Understanding Our Past Helps Us Know Who We Are

Understanding Our Past Helps Us Know Who We Are

Sunday, July 17, 2011

Why This Project?

Our Gene Pool project is a remarkable odyssey of the many branches of our family. This blog is my Family History Research Journal where I can track and organize my finds, uncover clues I’ve overlooked and share the story of my search.


I invite input and comments from family or other interested people.

Why this project?


Several years ago my daughter gave me a book “Grandmother’s Memories to her Grandchild”. It was a journal to complete, to share stories and family history and dreams. As I started that journey I realized how little I knew about my family history and had little or no relationships with family members nearby or living several states away. My parents separated when I was about six years old and I knew almost nothing about my father’s side of the family. I was born at the beginning of World War II and moved away from my home town around the third grade. Communication was sparse and my mother, a beautician, worked long hours to support the family. Family relationships were limited and before I knew it the years slipped by and I repeated the path of my mother. I chose nursing as a career and, looking back, realize that my most meaningful and close relationships were with the other health team members and my patients and their families.



During the past three years I’ve turned into an amateur genealogist. Avidly following any clues discovered in documents that tell the story of my unknown ancestors. I’ve also tried to understand them within the context of the times in which they lived, the challenges they faced and the traits they passed along to me. As I learned more about them they came alive for me and my attitude and understanding about my history changed. I began a serious study of the profession of genealogy and how to write a family history that would be of interest and value to other family members.



As I approach my seventy second birthday, my “Why” has evolved from just collecting names and dates to a bigger goal of leaving a legacy for my family that will give them understanding, acceptance, and even pride that they descend from a hardy stock and have inherited admirable traits that petty family estrangements and half truthful stories can’t erase.

I have accumulated boxes of document copies, photos, published histories of some family lines pre-dating the American Revolution.
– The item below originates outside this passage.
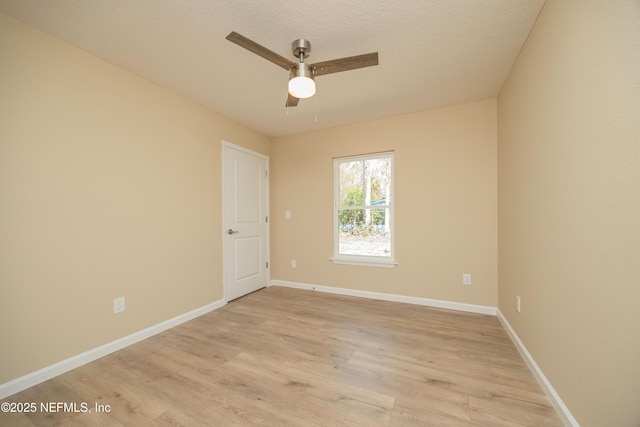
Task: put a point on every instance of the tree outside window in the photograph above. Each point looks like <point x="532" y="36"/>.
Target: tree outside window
<point x="363" y="213"/>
Thanks to genealogists that preceded me and the ever-growing computer access to old documents, newspapers, and regional histories, more information is available than most people would even want to read. In the process I hope to break down some walls like “where in Ireland did my maternal ancestors originate when they settled in Ontario, Canada in 1842?”

So I’m challenged with learning how to publish stories and digital memory photo layouts of family online so other interested and perhaps unknown family members can discover, appreciate and even add to the family history. If I’m very lucky some family rifts will be healed and relationships mended before I die.